AWS Hardware Engineering team is seeking a Systems Development Engineer to join their Generative AI & ML Servers initiative. This role focuses on building the backbone of AWS's Generative AI cloud infrastructure and developing next-generation platforms for AI training and inference. The position involves creating server designs that are industry-leading in frugality and operational excellence, critical to AWS's success and its millions of customers.
The ideal candidate will be an innovative self-starter with comprehensive knowledge of the full technical stack - from bare metal server hardware to userland software. You'll work on delivering continuous price performance improvements for AI model training, including multi-billion variable LLMs. The role requires excellent system debugging skills and the ability to find interaction issues between server components.
As part of the Hardware Engineering AI/ML development team, you'll collaborate with various roles across AWS, including SDEs, Hardware Engineers, TPMs, and other teams. The position offers the opportunity to work on global-scale projects with development teams in Seattle, Cupertino, and Austin, impacting AWS's worldwide datacenter operations.

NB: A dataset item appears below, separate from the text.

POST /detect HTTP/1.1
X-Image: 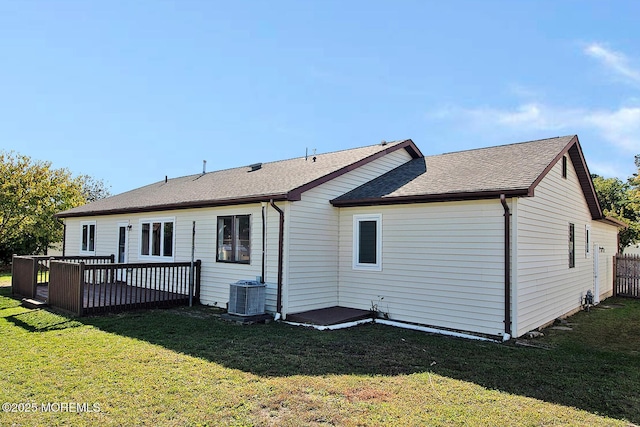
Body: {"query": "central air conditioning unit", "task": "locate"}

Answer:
[227,280,266,316]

Key responsibilities include solving complex architectural problems, owning team systems, proactively identifying and addressing deficiencies, and decomposing challenging server system testability issues into manageable components. You'll use a combination of hardware, software, system designs, x86 architecture, and operational knowledge to deliver solutions that directly benefit AWS customers.
The role offers competitive compensation, comprehensive benefits, and the chance to work at the forefront of cloud computing technology. You'll be part of AWS's innovative culture that values learning, diversity, and work-life harmony, with opportunities for career growth and mentorship in a fast-paced, dynamic environment.